Il meglio film sotto l’albero: il più politico, il più interessante, e il più “sensibile”. Ed è un addio: George Clooney alza la manina, e fa “Bye bye Obama”. Vediamo come. Tratto dalla pièce Farragut North e scritto con il sodale Grant Heslov e lo stesso drammaturgo Beau Willimon, Le idi di marzo (domani in sala con 01 Distribution) è il quarto film di Clooney regista, e al pari di Goodnight, and Good Luck, il suo migliore.

La tautologia finisce qui, perché (quasi) tutto il resto non lo direste: vi ricordate il lib-dem di gusto e sostanza, l’accanito sostenitore della corsa presidenziale di Obama? Ebbene, scordatevelo: “Il film è stato pensato nel 2007, poi è stato eletto Barack: l’ottimismo era diffuso, la sceneggiatura cinica, quindi l’abbiamo rimandato. Ma l’anno dopo è arrivato il momento”.  Il momento della disillusione, della fine dell’endorsement senza se e senza ma, dell’appoggio acritico a Barack: l’America ha aperto gli occhi, Clooney poteva continuare a dormire?

No, ed eccoci in Ohio alle primarie del Partito Democratico, con il giovane e idealista guru della comunicazione Stephen (Ryan Gosling) e il candidato Mike Morris (Clooney). Problema, Stephen ci crede davvero: Mike non è solo il suo uomo, ma l’uomo giusto per gli States. Eppure, il cinismo e la corruzione del teatrino politico non fanno da quinta: i fallimentari peana alla lealtà del capo di Stephen, Paul (Philip Seymour Hoffman); i machiavellismi a sangue freddo di Tom, l’addetto stampa del rivale (Paul Giamatti); le stagiste (Evan Rachel Wood) di clintoniana memoria, al netto del sigaro. E il non tanto buono Stephen? Scoprirà che si può cadere rovinosamente (Paul), cadere in piedi (Mike) o non cadere affatto: l’importante è trasformare il sound check a uso e consumo altrui (Mike) in voce propria, perché – non fatevi abbagliare – vox mea vox Dei.
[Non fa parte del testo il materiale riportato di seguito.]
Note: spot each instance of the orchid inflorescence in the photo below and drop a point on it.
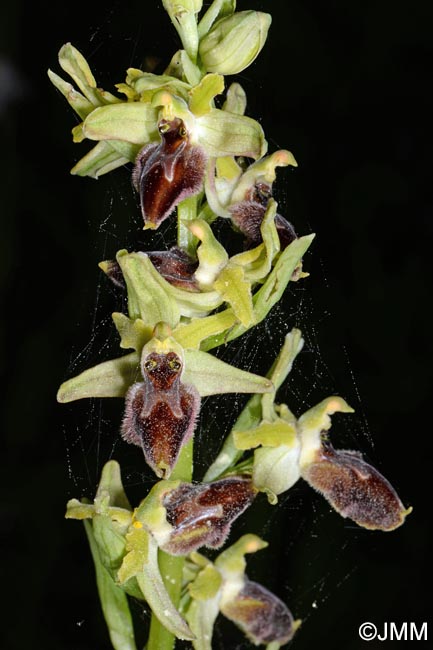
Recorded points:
(196, 153)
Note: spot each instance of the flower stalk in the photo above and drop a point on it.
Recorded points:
(198, 156)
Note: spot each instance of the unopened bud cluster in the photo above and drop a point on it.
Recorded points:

Così ragiona la politica (non solo) stelle & strisce, che ha infiniti privilegi, prerogative ad libitum, e un solo divieto: “Un presidente può far tutto, tranne portarsi a letto le stagiste”, tanto per farci capire che non siamo in Italia e riportare Clinton nell’agone. Un agone in cui sguazza pure Robert Redford: era tra Tutti gli uomini del presidente, e che è questo se non “Tutti gli uomini del candidato presidente”? E ci ha edotti di come sia facile scambiare nella polis odierna Leoni per agnelli, ma Clooney va oltre: ne segue la lezione liberal, ma la supera artisticamente (George è un ottimo regista, Redford no) e ideologicamente.

Didascalismi tenuti a bada, attori super (Gosling, qui “il pulitino” che ti frega, è il miglior interprete della giovane Hollywood) e una drammaturgia tanto classica quanto efficace, perché ora Yes We Can non lo dice più Obama, ma questo cinema con le orecchie dritte e gli occhi puntuti, perché – l’han detto – oggi Shakespeare sarebbe il miglior (video)blogger e posterebbe queste Idi di marzo.

Che ci portano per mano nel backstage politico, tra uomini-macchina, uomini-faccia e sintesi concesse: è la politica, bellezza. E ci fa pensare: chi tra i nostri registi di sinistra avrebbe polso e sguardo per mettere alla berlina un Obama nostrano, che ne so, un Veltroni qualsiasi o un Renzi eventuale? No George, no film? Purtroppo, parrebbe di sì.